After a moment of thought, I responded, "I don't know, kid, I'm in enough trouble as is. My little sister is a cop and serious about it, if I keep getting in trouble she'll nail me."

"Johnny, darling, you're all I have," she compelled and placed her left hand on my leg.

"What about your parents? They have money, they can ruin him better than I can."

"They won't listen to me," she starts, "They think I am making this all up."

"Look at you; you can't make this up. Go to them, show them. Good grief, I'll tell 'em what I know; what I've seen."

"No, Johnny," she removes her hand and turns away, hanging her head, "Maxim has convinced my parents I'm cheating on him, they won't listen to me. They've disowned me. I'm not even in the will anymore. I bring too much shame to them. I have nothing. I have no one."

"Well, did you?"

"Did I what?"

"Did you cheat on him?"

After a moment, she responds, "Sort of."

Here I thought I had a chance with her. Here I thought she was digging me. All the Johnny, darlings and batty eyes. I'd fallen for a dame and she had someone else on the brain. I almost went to jail for life for her and I ain't even her daddy. I was ready to kill her myself.

"It's you, Johnny," she looks back at me, "I'm in love with you, though I know we barely know each other and we haven't really done anything. He has pictures of us together and that's all my parents can see and I can't really deny how I feel for you."

I wrapped my arms around her in an embrace; gently, so as to not irritate her wounds. I pulled her in tight to me. She was cold, so I grabbed a blanket from the back of the couch and wrapped it around her. I held her tightly, trying to warm her body with the blanket and my own heat. I realized now that it was not over. That the plot hadn't even thickened. The villain had to go and I had to be the hero. I was gonna kill Maxim.

"Where does Maxim live?" I began to formulate my scheme, "Tell me where he is and I'll kill the rat myself."

"No, Johnny," she pleaded, "Not Maxim."

"What do you mean not Maxim?"

"I want to scorn him before he dies."

She was cruel, but it was understandable. After what she had gone through, one could see where such notions would come to mind and one might even rationalize them.

"What did you have in mind, kid?"

"There's a man," she started, "His name is Stanley Black. He's got some blueprints in a leather briefcase that Maxim needs to have for some shady deal he's working. If we get those blueprints and destroy them, he'll be in a heap of trouble. We'll let him sweat it for a few days and then we'll kill him."

For the first time since she'd been in my apartment, she smiled. It was an eerie smile, but an understandable one. Vengeance and freedom were within her grasp. She could finally see the light at the end of the tunnel and that made her happy. I was happy for her.

"I'll need a gun; do you still have any cash?"

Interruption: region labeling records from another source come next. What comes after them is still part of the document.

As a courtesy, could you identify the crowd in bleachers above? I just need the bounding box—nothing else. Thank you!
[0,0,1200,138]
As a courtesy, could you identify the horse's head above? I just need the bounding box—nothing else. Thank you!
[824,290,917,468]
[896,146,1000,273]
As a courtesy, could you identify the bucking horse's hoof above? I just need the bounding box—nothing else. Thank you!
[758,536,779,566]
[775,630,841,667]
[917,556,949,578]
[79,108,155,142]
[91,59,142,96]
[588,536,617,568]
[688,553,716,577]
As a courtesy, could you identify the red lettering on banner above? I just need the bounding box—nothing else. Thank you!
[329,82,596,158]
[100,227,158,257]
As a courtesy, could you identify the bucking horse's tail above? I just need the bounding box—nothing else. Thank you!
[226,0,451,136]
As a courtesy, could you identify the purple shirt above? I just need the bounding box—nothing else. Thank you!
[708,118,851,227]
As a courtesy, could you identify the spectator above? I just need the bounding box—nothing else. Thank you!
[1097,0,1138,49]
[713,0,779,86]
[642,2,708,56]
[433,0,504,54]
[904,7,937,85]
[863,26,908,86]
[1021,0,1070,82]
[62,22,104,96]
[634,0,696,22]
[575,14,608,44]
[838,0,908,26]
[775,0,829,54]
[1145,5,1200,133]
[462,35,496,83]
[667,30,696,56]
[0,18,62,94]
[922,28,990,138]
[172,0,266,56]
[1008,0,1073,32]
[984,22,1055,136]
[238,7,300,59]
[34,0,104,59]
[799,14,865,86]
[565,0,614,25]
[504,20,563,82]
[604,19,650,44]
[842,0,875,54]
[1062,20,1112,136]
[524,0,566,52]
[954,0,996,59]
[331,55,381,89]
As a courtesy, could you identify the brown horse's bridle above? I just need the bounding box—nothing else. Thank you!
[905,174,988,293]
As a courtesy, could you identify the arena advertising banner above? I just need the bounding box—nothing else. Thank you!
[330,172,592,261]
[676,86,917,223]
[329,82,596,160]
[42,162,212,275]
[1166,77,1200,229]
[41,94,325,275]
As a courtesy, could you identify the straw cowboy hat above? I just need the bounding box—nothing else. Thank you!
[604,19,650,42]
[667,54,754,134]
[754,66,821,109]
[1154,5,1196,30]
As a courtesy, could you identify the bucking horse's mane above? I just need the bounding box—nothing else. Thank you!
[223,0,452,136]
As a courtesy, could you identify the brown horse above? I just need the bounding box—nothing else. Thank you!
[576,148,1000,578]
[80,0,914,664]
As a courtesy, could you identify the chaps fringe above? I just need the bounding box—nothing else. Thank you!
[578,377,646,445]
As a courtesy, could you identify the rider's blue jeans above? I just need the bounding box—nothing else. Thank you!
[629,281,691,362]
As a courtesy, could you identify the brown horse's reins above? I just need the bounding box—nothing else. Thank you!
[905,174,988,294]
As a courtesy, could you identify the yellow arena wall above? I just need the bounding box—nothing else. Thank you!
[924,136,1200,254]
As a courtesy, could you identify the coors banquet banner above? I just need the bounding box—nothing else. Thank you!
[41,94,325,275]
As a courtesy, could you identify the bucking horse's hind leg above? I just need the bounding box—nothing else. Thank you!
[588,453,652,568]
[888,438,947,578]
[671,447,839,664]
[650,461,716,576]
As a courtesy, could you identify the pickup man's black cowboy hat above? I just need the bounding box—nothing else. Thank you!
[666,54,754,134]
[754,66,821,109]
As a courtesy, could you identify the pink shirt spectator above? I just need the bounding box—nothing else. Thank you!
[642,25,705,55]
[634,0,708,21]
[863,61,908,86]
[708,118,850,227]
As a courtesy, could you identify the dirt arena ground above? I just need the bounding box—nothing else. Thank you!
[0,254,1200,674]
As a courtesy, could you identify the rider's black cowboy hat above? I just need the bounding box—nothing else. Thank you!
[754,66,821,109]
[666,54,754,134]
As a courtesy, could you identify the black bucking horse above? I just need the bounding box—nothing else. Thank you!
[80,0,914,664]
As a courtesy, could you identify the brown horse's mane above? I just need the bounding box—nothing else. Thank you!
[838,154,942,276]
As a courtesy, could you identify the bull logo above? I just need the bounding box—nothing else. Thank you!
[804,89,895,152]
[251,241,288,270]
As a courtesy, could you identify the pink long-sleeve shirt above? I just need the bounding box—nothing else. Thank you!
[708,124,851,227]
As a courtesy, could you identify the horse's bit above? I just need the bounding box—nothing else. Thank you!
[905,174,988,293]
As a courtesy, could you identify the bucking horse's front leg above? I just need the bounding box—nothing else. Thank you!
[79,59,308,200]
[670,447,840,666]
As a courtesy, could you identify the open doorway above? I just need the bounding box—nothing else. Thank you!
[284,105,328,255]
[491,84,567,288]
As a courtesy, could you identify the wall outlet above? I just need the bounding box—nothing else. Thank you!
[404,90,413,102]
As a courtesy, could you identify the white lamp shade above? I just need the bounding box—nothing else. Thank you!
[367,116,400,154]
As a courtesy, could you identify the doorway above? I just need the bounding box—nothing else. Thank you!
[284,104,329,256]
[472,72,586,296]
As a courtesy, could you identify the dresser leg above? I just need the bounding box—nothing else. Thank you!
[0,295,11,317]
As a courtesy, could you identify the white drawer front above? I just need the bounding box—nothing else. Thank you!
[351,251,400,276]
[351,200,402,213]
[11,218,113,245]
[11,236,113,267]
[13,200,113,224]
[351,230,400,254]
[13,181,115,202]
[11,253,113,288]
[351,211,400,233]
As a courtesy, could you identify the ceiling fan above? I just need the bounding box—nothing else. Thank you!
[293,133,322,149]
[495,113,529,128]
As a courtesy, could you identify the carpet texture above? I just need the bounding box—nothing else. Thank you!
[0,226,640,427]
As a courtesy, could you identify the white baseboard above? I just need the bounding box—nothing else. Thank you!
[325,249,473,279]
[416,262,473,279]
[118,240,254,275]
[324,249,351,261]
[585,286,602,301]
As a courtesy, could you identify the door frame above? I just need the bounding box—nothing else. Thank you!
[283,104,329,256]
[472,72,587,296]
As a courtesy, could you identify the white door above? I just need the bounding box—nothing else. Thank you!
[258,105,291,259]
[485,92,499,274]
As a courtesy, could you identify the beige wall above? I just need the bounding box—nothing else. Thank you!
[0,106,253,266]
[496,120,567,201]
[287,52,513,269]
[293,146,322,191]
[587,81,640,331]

"Yes, Johnny darling, just enough to get us through the rest of this trouble and buy a one-way ticket on a train to anywhere," she smiled in a nice way this time, "We'll live on love."

"For you, kid, sure."

We kissed.

She stayed the night at my place, but not in the lustful way. She was too beat up for any foolishness anyhow. She slept in my bed and I sprawled on the couch, too afraid to lay next to her battered body. Afraid I might roll over in my sleep and hurt her more. I felt relieved. I felt at peace. Tomorrow morning, after my hangover, I'd be buying a gun and paying Stanley a visit. After that, it would merely be a matter of time before Maxim was dead and we were on a train to anywhere. And we'd savor it; we'd make it last.